Éric ricane avant que Quinn puisse répondre, et elle lui lance un regard noir.
« Je suis chanteuse pour les fêtes de mariage », dit-elle avec un sourire confiant.
Tom éclate de rire. « Ça doit être le métier le plus cool qui soit ! »
« Tu n’es pas sérieux », dit Éric avec un clic moqueur de sa langue.
« Éric », gronde Rose, lui donnant un coup de coude.
« Rosie, tu es sûrement d’accord avec moi. Je veux dire, être artiste n’est pas un travail fiable. »
Quinn ricane de nouveau. « Connais-tu vraiment Rosie ? »
« Au moins, le commerce de l’art nécessite un diplôme », réplique Éric.
« C’est ce que tu fais à la galerie ? Tu es marchande d’art ? » demande Tom.
Lorsque Rose croise son regard, ses yeux bleus étincellent dans la lumière tamisée du bar. Une mèche de ses cheveux acajou tombe sur son visage, et les doigts de Tom se crispent avec l’envie de la repousser derrière son oreille.
Mon Dieu, elle est belle. Un chef-d’œuvre.
« Pas seulement », dit Quinn, « Rose peint aussi — »
« Oui, je suis marchande d’art. » Rose jette un coup d’œil vers Quinn, et Quinn lui rend un regard confus. « Je mets aussi en relation les clients avec les artistes pour des œuvres sur mesure, c’est ce que Quinn allait dire. »
Tom les regarde tour à tour. Sa curiosité, à propos de leur secret partagé, faisant remonter les coins de ses lèvres. « Tu dois vraiment t’y connaître, si Alex collabore avec ta galerie », dit-il. Il ne peut s’empêcher de se sentir satisfait lorsque Rose rougit une nouvelle fois.
Éric s’agite et serre Rose plus fort contre lui. « Rosie, chérie, allons danser. » Avant qu’elle puisse répondre, il l’entraîne vers la piste de danse.
« Pourquoi est-elle avec lui ? » se demande Tom à voix haute lorsqu’ils sont assez éloignés.
Quinn ricane. « C’est ton cousin. »
« C’est une fouine. »
« D’accord. Mais, il est gentil avec elle. Rose est amoureuse. Il l’a séduite, l’a séduite intensément. »

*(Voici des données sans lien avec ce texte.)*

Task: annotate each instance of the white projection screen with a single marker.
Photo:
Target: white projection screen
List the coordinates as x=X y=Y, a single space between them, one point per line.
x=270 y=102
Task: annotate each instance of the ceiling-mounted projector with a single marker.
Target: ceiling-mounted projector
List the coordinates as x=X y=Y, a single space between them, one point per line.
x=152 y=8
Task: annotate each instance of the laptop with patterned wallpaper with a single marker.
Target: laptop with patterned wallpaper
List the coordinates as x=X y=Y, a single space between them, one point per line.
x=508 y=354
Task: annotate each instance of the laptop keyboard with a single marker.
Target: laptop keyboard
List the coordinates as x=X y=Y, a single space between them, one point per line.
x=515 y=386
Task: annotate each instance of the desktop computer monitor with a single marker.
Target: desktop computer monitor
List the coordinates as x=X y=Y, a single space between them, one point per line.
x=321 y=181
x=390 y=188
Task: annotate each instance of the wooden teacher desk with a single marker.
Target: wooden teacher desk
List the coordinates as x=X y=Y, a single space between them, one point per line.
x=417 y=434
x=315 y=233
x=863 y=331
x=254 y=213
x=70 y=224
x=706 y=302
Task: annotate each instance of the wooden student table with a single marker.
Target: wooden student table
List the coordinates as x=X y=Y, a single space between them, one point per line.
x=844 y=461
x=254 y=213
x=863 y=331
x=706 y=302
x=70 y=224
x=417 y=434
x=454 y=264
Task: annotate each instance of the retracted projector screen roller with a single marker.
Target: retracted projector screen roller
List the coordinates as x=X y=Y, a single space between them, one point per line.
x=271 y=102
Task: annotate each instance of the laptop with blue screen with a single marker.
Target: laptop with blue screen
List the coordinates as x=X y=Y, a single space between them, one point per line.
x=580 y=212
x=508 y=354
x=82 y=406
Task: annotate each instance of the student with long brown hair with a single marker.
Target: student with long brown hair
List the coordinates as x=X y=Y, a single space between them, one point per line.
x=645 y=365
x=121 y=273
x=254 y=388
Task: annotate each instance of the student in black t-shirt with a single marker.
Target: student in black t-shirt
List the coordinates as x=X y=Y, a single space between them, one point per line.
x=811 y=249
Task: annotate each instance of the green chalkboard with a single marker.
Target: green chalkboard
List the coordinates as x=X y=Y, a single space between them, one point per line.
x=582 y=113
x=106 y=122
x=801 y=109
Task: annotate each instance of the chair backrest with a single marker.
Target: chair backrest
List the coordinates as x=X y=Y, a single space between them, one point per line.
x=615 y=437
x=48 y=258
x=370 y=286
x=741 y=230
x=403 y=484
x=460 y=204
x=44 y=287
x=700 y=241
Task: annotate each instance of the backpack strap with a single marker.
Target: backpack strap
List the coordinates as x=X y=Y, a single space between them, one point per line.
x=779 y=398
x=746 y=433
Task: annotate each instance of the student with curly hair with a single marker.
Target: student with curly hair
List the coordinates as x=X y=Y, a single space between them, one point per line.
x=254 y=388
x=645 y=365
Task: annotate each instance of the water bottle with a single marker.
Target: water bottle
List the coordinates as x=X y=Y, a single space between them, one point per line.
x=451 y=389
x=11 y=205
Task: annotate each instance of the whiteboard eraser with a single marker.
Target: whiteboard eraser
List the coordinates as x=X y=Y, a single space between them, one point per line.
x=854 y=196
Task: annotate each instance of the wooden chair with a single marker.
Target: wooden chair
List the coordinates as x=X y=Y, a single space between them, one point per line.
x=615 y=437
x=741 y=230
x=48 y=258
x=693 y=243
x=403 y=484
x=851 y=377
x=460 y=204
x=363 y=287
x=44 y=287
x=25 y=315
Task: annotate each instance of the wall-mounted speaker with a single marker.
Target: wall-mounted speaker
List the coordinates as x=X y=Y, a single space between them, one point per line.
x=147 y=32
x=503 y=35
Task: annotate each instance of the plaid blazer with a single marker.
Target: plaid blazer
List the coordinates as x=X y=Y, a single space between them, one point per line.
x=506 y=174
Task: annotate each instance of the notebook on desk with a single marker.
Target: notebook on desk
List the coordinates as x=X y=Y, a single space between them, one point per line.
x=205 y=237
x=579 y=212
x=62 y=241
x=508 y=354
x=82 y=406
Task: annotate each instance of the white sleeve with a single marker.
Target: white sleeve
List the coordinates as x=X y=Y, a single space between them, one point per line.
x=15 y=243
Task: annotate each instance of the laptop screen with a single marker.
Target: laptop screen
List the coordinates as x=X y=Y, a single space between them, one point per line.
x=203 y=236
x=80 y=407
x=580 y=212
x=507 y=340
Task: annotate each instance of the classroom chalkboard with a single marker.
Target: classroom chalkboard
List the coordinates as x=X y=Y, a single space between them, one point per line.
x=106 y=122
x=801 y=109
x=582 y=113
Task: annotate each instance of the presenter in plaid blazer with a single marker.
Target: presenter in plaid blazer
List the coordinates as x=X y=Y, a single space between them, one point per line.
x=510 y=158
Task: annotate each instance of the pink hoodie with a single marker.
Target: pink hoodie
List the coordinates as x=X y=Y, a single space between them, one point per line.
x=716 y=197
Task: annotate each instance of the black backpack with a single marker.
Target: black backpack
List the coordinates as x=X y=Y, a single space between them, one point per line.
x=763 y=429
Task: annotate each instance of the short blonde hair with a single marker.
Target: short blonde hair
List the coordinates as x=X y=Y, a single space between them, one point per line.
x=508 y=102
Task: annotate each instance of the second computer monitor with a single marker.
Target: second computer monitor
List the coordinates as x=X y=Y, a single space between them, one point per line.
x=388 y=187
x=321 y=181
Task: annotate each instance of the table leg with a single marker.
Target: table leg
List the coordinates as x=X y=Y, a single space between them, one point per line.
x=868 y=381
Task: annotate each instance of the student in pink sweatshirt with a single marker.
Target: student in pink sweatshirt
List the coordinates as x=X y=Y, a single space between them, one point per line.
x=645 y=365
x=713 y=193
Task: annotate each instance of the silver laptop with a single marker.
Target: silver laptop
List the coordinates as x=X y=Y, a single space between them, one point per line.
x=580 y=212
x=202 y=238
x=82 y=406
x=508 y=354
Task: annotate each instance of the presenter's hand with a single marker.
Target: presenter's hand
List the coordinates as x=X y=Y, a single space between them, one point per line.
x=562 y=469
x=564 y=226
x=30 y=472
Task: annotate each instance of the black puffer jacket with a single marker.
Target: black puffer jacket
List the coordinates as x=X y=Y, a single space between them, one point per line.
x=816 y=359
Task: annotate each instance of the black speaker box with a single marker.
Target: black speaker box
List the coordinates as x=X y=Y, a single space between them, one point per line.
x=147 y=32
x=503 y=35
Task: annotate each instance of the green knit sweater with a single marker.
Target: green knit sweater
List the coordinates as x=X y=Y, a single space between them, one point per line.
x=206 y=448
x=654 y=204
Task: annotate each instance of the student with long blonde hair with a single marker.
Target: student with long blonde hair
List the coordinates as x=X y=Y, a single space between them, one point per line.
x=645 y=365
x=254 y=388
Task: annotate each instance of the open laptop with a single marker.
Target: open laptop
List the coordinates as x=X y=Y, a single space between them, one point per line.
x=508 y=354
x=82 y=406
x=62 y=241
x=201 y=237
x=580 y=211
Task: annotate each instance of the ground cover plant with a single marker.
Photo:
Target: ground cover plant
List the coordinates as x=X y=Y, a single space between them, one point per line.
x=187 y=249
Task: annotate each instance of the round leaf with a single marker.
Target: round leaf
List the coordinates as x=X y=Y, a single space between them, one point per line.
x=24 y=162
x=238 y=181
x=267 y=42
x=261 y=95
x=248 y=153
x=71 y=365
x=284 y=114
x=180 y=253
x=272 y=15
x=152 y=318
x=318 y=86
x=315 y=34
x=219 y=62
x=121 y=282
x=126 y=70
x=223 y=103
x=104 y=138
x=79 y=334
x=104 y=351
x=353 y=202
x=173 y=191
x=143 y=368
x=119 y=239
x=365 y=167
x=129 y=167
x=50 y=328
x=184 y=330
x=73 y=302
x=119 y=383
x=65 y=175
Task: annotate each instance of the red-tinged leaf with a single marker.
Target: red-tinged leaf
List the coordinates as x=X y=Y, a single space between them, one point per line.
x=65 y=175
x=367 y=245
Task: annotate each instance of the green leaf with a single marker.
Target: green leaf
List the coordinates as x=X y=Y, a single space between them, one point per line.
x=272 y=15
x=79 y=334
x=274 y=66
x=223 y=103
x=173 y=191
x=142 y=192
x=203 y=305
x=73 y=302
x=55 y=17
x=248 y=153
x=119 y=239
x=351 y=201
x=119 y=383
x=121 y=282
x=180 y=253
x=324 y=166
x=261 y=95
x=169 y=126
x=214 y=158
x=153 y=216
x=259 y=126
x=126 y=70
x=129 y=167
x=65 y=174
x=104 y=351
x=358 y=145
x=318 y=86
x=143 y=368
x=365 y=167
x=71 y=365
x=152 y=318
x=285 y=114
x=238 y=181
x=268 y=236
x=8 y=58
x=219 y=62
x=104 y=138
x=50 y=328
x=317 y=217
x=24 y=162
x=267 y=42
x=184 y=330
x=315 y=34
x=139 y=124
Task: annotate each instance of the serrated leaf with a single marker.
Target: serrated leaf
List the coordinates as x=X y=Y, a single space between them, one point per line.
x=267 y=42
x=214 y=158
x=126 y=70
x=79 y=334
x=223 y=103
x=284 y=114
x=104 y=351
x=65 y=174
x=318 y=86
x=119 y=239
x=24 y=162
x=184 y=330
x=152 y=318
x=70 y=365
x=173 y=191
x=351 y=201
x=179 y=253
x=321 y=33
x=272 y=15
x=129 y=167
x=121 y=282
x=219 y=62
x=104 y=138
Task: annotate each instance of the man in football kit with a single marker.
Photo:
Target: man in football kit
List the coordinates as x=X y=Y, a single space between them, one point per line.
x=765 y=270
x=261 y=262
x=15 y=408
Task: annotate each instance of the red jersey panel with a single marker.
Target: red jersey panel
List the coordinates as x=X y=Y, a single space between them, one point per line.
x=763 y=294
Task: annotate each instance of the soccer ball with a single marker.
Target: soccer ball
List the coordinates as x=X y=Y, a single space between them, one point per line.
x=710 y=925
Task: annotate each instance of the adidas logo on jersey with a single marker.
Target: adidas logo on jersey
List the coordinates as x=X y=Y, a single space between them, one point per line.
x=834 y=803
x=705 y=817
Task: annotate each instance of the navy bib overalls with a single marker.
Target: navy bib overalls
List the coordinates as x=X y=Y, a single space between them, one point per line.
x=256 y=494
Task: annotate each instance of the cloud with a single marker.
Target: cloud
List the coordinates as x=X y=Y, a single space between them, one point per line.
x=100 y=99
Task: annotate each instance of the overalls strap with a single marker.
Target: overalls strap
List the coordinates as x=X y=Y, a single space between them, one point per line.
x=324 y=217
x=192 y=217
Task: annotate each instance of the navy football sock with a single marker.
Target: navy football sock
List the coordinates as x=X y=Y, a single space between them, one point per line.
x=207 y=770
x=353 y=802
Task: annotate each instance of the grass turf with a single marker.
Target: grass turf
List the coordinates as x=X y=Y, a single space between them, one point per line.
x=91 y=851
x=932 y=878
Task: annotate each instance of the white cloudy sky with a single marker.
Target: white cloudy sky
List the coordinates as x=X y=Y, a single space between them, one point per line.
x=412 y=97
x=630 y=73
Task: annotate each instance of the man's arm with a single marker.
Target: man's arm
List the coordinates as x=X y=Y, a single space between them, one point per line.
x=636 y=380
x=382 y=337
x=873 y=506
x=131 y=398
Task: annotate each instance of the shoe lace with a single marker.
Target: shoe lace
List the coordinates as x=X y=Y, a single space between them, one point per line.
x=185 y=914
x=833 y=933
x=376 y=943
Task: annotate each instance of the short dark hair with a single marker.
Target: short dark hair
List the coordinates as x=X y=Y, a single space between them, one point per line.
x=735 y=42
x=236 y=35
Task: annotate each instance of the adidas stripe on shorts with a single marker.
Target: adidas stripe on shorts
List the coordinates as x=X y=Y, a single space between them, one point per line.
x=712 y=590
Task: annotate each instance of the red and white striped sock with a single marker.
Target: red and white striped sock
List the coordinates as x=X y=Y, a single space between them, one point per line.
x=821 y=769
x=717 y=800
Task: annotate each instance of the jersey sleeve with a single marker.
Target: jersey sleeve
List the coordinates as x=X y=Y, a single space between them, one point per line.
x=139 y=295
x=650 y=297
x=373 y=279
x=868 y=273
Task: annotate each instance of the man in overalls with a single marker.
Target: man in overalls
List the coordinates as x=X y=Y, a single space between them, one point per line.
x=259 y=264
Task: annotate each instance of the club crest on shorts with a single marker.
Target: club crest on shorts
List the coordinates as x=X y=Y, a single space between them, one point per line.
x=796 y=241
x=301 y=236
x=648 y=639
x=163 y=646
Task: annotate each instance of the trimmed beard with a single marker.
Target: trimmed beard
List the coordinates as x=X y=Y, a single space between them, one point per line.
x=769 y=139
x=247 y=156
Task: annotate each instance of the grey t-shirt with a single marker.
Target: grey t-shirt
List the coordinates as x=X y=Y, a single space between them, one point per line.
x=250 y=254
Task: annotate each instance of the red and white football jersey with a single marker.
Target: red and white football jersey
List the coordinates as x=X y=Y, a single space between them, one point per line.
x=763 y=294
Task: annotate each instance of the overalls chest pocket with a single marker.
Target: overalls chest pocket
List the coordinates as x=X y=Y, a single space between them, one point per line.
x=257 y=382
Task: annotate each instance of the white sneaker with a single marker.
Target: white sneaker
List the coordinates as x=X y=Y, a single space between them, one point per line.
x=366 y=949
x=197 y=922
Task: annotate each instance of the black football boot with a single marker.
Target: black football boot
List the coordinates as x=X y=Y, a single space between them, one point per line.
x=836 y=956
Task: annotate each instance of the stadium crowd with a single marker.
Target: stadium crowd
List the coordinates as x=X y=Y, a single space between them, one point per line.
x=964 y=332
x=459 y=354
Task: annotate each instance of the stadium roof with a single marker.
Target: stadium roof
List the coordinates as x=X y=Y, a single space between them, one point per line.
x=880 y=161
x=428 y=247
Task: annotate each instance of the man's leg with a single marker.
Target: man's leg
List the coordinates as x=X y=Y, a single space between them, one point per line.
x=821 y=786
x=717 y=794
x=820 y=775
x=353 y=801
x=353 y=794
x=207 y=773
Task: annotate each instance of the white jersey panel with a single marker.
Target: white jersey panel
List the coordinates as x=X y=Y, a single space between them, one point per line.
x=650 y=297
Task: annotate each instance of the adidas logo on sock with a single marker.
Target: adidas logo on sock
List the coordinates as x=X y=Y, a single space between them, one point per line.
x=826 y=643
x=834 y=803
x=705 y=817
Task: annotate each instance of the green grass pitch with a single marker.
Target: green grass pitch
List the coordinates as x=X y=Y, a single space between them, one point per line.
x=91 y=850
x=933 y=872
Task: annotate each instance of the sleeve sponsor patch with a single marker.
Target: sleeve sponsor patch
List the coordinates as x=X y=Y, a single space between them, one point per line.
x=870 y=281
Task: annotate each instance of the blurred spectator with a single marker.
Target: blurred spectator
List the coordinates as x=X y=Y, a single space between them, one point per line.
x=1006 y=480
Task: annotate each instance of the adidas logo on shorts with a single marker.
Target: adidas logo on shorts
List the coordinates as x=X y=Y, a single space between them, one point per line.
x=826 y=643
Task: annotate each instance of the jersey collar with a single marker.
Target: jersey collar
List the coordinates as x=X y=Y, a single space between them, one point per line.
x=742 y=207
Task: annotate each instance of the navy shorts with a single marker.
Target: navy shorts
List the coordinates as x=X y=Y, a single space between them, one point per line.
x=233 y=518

« Mais, tu ne l’aimes pas. »
« Je ne veux pas que Rose souffre. »
Tom observe Rose et Éric avoir une discussion apparemment houleuse. Leur danse s’arrête, ils font tous deux un petit pas en arrière pour gesticuler avec leurs mains, et Rose baisse les yeux vers le sol, un signe clair qu’elle a perdu la conversation.
Éric se retourne alors et sort du bar en trombe.
« Ça va ? » demande Tom lorsque Rose vient les rejoindre, la tristesse déformant son joli visage.
« Bien », dit rapidement Rose. « Éric a passé une longue journée. Nous allons y aller. » Elle attrape un sac à main sur le tabouret à côté de Quinn. « C’était agréable de te rencontrer, Tom. Quinn, à plus tard. »
Alors que Tom la regarde partir, il réfléchit à ce qu’elle pourrait bien voir en Éric. Tom pensait que tout le monde pouvait voir à quel point il est toxique et narcissique, mais peut-être pas.
Peut-être qu’elle aime son travail stable. Il travaille, en effet, à Wall Street.
À ce moment-là, le mode de vie de Tom — financé par son frère Alex et son père avant lui — n’a plus l’attrait qu’il avait autrefois. Pourtant, après tant d’années de recherche, Tom pense avoir trouvé son bonheur.
Et elle s’éloigne de lui, se précipitant pour réchauffer le lit de son immonde cousin.
Tom sauterait bien par-dessus des braises incandescentes pour échanger sa place avec Éric, mais au lieu de cela, il fait ce qu’il y a de plus naturel.
Il sort son téléphone et rédige un message qu’il aurait probablement dû envoyer il y a des années.